As ive stated, i never really took interest in the thyroid gland (because i trusted my doctor with my medical situations, which was very ignorant thinking), till after reading the thyroid solution. And some of the information in that book stated such as a thyroid imbalance can effect sleep, and many other things. Ive not slept good in several weeks, will ive slept eight hours but i never seem to achieve any rest. And from current research on the different types of epilepsy, lack of sleep and stress can trigger seizures. But WOW, GREAT...EPILEPSY IN MY LIFE NOW, AWESOME...


----------



## bigguy2211 (May 5, 2012)

nasdaqphil said:


> I created these boards like 10 years ago and have seen and heard just about everything but nothing like you describe. I hate to push on the psychological aspect of things but I would be doing you a disservice if I sugar-coated my thoughts and lied to appeal to you so with that, I would honestly ask you to go for a psychological evaluation. Its sounds to me like some mild form of schizophrenia - nearly exactly how my cousin started out.
> 
> Im not a doctor or psychiatrist so who knows? But I have seen a lot of "weird" stuff come through these boards over the years - many of the times it is hormonal and I will call it as such if that's what I think it is. Im not sure that is the case this time. Getting the proper help is key. I would contact a psychiatrist and see what he or she thinks about this. At least you will be relieved to know it isn't your mind playing tricks on you and if that happens to be the case, you need to deal with it properly and should be properly diagnosed. A good psychiatrist will at least point you to whether it is physical (hormonal) or neurological. I would really start there.

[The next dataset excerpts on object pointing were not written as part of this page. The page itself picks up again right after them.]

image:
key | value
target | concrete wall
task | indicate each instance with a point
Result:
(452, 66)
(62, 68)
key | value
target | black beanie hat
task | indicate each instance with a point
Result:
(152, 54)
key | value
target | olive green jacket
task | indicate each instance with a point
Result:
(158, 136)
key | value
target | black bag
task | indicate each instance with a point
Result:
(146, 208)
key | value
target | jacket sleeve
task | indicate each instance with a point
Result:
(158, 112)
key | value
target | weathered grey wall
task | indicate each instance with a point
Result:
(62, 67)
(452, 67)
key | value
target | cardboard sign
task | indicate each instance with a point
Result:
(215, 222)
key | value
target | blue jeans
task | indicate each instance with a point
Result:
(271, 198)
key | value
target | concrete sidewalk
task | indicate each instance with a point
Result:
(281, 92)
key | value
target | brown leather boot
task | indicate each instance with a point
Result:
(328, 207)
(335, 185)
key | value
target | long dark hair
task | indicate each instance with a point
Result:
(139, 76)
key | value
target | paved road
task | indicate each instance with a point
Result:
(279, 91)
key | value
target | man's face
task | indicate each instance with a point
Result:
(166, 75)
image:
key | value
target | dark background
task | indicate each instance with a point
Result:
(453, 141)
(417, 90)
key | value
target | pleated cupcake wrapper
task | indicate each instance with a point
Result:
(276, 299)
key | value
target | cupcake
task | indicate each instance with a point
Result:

Your right, you are so very correct, and i appreciate very much you telling me like it is, and for that i have the upmost amount of respect for you.


----------



## bigguy2211 (May 5, 2012)

bigguy2211 said:


> But WOW, GREAT...EPILEPSY IN MY LIFE NOW, AWESOME...


I just have always had a hard time accepting that it was just simply epilepsy ...


----------



## CA-Lynn (Apr 29, 2010)

Here's the best advice I can give you:

Call the closest medical school/patient clinic and get an appointment with a neuroendocrinologist [someone who has a combined neuro and endo specialty]. If anyone has seen this type of condition, they will have seen it.

It could very easily be a psychological disorder.....but any psychologist is going to send you to an internist to rule our "organicity," that is, physical causes.

The neuroendocrinologist will have good training in things hormonal and neurology-based. If all results are negative, you'll be referred accordingly.

You mention that you're 30. Typically by that age the male brain chemistry has matured. But if you have been having problems for the past 5 years or so, finding a good teaching medical hospital will be your best bet. Some of these hospitals require a referral from your local physician. But try calling the hospital directly.

Good luck and keep us posted, please.


----------



## Andros (Aug 26, 2009)

bigguy2211 said:


> Im gonna say no because i feel this weird feeling come on and then i sorta zone out, and my outside world im not aware of it, and then i hear that same old voice say a phrase one maybe two times, while im just staring in front of me and then i come out of it. And i can never remember what the voice says to me. And for the last couple of days, even today, i have this feeling as though im not from this world but its not fully controlling over me.
> 
> I know its just an aura, i know im not crazy, but im so uncomfortable with the thought that my brain has a defect, im so hoping a praying its just a hormone imbalance.


I am praying for you too! Stick w/us as we have some very very nice and most knowledgable group of folks here.

If we can help, we will.


----------



## bigguy2211 (May 5, 2012)

Currently sitting in the doctors office now


----------



## chopper (Mar 4, 2007)

bigguy2211 said:


> Your right, you are so very correct, and i appreciate very much you telling me like it is, and for that i have the upmost amount of respect for you.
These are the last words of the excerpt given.